Step 2: Processing. The updated representation passed through a small feedforward network — two hidden layers — that further transformed it. Again, the input was added back to the output.

Trviksha: The attention step is about communication — each token gathers information from other tokens. The processing step is about computation — each token digests the gathered information independently. Communication, then computation. Two different operations, each with its own role.

Blortz: Why add the input back to the output? You did not do that before.

Trviksha: If the attention or processing step makes a mistake — focuses on irrelevant tokens, or transforms the data poorly — the shortcut connection ensures that the original information is not lost. The network learns to add useful modifications to the original, rather than replacing it entirely.

She stacked multiple blocks. Each block took the output of the previous block as input, added more attention and more processing. Three blocks, each refining the representations further. By the third block, each token's representation encoded not just the token itself, but its relationships to every other token, as refined through three rounds of attention and processing.

Trviksha: One block captures direct relationships — Clause 112 attends to Clause 3. Two blocks capture indirect relationships — Clause 112 attends to Clause 47, which attended to Clause 3, propagating information through two hops.

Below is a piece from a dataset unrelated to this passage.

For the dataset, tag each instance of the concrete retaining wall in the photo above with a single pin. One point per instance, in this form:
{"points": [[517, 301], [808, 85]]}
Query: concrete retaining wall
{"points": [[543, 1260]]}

Three blocks capture even more complex dependencies.

The Result

On Phlontjek's contracts, the three-block architecture with position encodings achieved 89% accuracy on long-contract questions — up from 83% without position encodings and multiple blocks. The system now correctly handled precedence rules, temporal ordering of clauses, and complex cross-references that required multi-hop reasoning.

Phlontjek: It knows that Clause 2 overrides Clause 50. It knows that an amendment in Clause 89 modifies the terms set in Clause 12. It traces chains of references across the entire document.

Trviksha has built a transformer block — the fundamental building unit of modern AI systems like GPT, BERT, and their successors. A transformer block consists of multi-head self-attention (communication between positions) followed by a feedforward network (computation at each position), with residual connections (adding the input back to the output) at both stages. Position encodings solve the problem that attention, unlike recurrent processing, has no inherent notion of order. Stacking multiple blocks allows the model to capture increasingly complex relationships — each block can attend to patterns discovered by the previous block. The residual connections are practically essential: they allow error signals to flow directly through the network during training, avoiding the degradation problems that plagued very deep networks. This architecture — attention plus feedforward, with residual connections and position encodings — is the foundation of virtually all large language models in use today. Think about layers of understanding when reading a complex text: on first reading you grasp the words, on second reading you see the connections between paragraphs, on third reading you understand the overall argument. Each "reading" builds on the previous one, just as each transformer block builds on the previous block's output.